Joe Gliniewicz chciał zatrudnić płatnego mordercę
Ujawniane są kolejne, zaskakujce informacje w sprawie porucznika Joe Gliniewicza. Policjant z Fox Lake chciał zatrudnić płatnego mordercę i planował podrzucić kokainę jednej z urzędniczek miasta. Anne Marrin odpowiedzialna była za audyt programu edukacyjnego Fox Lake Explorers, z którego konta Gliniewicz ukradł 50 tysięcy dolarów. Aby zatuszować swój czyn zamierzał podrzucić kobiecie narkotyki. Spotkał się również z członkiem jednego z gangów motocyklowych, któremu chciał zlecić zabójstwo Anne Marrin.

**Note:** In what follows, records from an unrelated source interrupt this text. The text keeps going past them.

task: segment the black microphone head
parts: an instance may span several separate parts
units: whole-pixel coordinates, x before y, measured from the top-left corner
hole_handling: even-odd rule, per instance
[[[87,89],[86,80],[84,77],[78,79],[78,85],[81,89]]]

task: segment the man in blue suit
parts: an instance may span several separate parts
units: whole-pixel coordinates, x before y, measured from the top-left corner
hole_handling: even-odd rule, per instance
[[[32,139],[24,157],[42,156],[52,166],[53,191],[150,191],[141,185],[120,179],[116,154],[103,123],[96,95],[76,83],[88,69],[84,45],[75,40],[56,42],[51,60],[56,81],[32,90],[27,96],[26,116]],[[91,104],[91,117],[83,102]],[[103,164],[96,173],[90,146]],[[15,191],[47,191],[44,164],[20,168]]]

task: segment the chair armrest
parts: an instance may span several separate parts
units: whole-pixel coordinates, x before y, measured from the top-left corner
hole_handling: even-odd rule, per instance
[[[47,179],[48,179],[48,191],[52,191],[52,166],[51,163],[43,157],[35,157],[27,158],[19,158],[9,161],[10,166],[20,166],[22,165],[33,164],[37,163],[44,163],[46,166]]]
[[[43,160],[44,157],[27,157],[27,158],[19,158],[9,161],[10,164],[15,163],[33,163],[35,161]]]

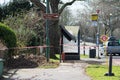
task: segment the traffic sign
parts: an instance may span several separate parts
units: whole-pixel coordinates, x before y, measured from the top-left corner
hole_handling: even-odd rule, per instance
[[[97,21],[98,20],[98,14],[92,14],[91,19],[92,19],[92,21]]]
[[[108,40],[108,36],[102,35],[102,36],[100,37],[100,40],[101,40],[102,42],[106,42],[106,41]]]

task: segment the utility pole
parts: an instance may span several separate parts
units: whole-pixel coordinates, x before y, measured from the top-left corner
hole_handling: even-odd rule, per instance
[[[46,14],[49,13],[49,0],[46,0]],[[50,50],[49,50],[49,20],[46,19],[46,58],[47,58],[47,62],[49,62],[49,53],[50,53]]]
[[[112,37],[113,33],[112,33],[112,27],[111,27],[111,16],[112,16],[112,14],[110,13],[110,15],[109,15],[109,27],[110,27],[110,36]],[[114,41],[115,40],[111,40],[112,44]],[[114,76],[114,73],[112,73],[112,53],[111,52],[109,55],[109,69],[108,69],[108,73],[106,73],[105,76]]]

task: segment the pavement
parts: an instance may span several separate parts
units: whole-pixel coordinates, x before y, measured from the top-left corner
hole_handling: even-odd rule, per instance
[[[41,68],[26,68],[12,69],[4,79],[0,80],[92,80],[85,73],[85,68],[89,64],[106,64],[106,58],[84,58],[81,60],[71,60],[60,63],[58,68],[41,69]],[[113,57],[113,65],[120,65],[120,57]]]
[[[2,80],[91,80],[85,73],[86,63],[68,61],[55,69],[12,69]]]

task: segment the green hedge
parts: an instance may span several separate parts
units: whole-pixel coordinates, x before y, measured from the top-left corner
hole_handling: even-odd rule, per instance
[[[16,47],[17,39],[15,33],[3,23],[0,23],[0,38],[4,40],[8,48]]]

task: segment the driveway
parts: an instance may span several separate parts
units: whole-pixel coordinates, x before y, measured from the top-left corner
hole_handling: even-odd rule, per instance
[[[3,80],[90,80],[85,74],[86,63],[61,63],[55,69],[14,69]]]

Te szokujące informacje przekazał detektyw Christopher Covelli a pochodzą one między innymi z odzyskanych przez śledczych sms-ów.
Przypomnijmy, w środę oficjalnie potwierdzono, że Joe Gliniewicz popełnił samobójstwo, które chciał upozorować na morderstwo. Ponadto wyszła na jaw jeszcze jedna kwestia, służący w amerykańskiej armii syn Gliniewicza, zawarł fikcyjny związek małżeński, co miało z kolei zapewnić mu większe wsparcie finansowe z federalnej kasy. Małżeństwo zaplanował także porucznik Gliniewicz. Związek nie przetrwał i został rozwiązany pod koniec 2014 roku.